Chocolate Shoppe Ice Cream Company
- Founded: 1962
- Founder: Chuck Sr. & Nancy Deadman
- Headquarters: Madison, Wisconsin
- Products: Ice Cream
- Website: www.chocolateshoppeicecream.com

= Chocolate Shoppe Ice Cream Company =

Ice cream company based in Madison, Wisconsin

Chocolate Shoppe Ice Cream Co. is an ice cream company based in Madison, Wisconsin that manufactures and distributes ice cream, Italian ice, oat ice cream, and no sugar added ice cream.

==History==

Chocolate Shoppe Ice Cream Company was founded in 1962 by Chuck Sr. and Nancy Deadman as a candy and ice cream shop in Madison, Wisconsin. The original shop was called Chocolate House Candy and Ice Cream, and served candies purchased from Chocolate House of Milwaukee, Wisconsin and 19 flavors of homemade super-premium ice cream. The company expanded by opening additional locations in the Madison area, and selling ice cream to local restaurants and businesses. In the 1970s the company focused in on the ice cream business by ceasing their candy sales, building an ice cream manufacturing plant at 2221 Daniels St., Madison, WI and changing the company name to Chocolate Shoppe Ice Cream Company.

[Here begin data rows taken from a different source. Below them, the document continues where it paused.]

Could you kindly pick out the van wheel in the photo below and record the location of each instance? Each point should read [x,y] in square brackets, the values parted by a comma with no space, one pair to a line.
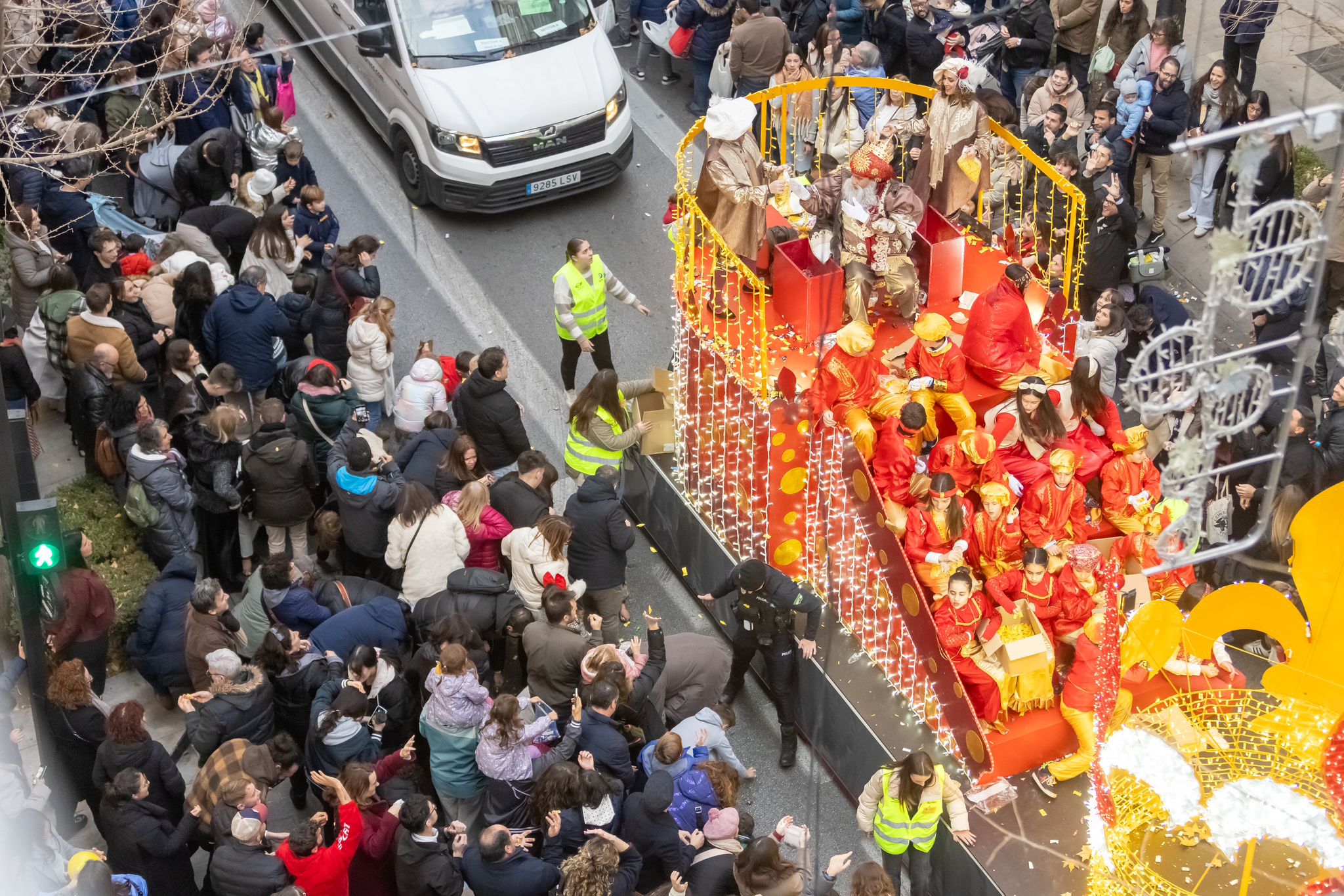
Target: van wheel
[410,173]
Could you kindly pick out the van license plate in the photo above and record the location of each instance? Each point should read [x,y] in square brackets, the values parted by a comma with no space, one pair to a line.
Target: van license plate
[551,183]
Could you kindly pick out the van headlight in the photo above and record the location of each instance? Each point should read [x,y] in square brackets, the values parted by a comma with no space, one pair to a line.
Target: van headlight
[616,104]
[455,143]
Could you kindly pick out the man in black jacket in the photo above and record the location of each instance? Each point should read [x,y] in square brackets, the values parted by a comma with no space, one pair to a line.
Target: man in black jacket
[602,535]
[885,24]
[429,861]
[238,704]
[1163,124]
[652,830]
[241,865]
[519,496]
[91,391]
[487,413]
[1028,31]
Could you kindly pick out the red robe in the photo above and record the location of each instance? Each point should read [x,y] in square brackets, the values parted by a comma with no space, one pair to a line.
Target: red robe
[956,629]
[1046,510]
[1122,480]
[1045,597]
[1000,336]
[948,457]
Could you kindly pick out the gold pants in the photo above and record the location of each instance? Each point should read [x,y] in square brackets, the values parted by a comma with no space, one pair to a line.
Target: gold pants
[957,407]
[859,421]
[1081,722]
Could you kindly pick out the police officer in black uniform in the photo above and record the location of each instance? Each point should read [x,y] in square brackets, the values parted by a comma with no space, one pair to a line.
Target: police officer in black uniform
[765,606]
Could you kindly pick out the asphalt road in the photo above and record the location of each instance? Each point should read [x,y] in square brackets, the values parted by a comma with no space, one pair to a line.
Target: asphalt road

The Chocolate Shoppe Ice Cream is now operated by Chuck Jr. and Dave Deadman. The company owns a manufacturing plant and four company-owned ice cream shops in Madison, manufactures over 100 ice cream flavors, and distributes products to over 600 independently owned ice cream parlors and businesses across the country.

==Operations==
Chocolate Shoppe Ice Cream produces ice cream with 14% butterfat content and 35% overrun (air). The ice cream is kosher certified and made with rBGH-free cream. This includes flavors such as all natural "Zanzibar Chocolate" ice cream made with three kinds of cocoa, and for flavors such as "Fat Elvis" made with banana ice cream, a peanut butter ripple and chocolate chunks, and "Scotch Ale Caramel Crunch" made with scotch ale ice cream, caramel and heath pieces.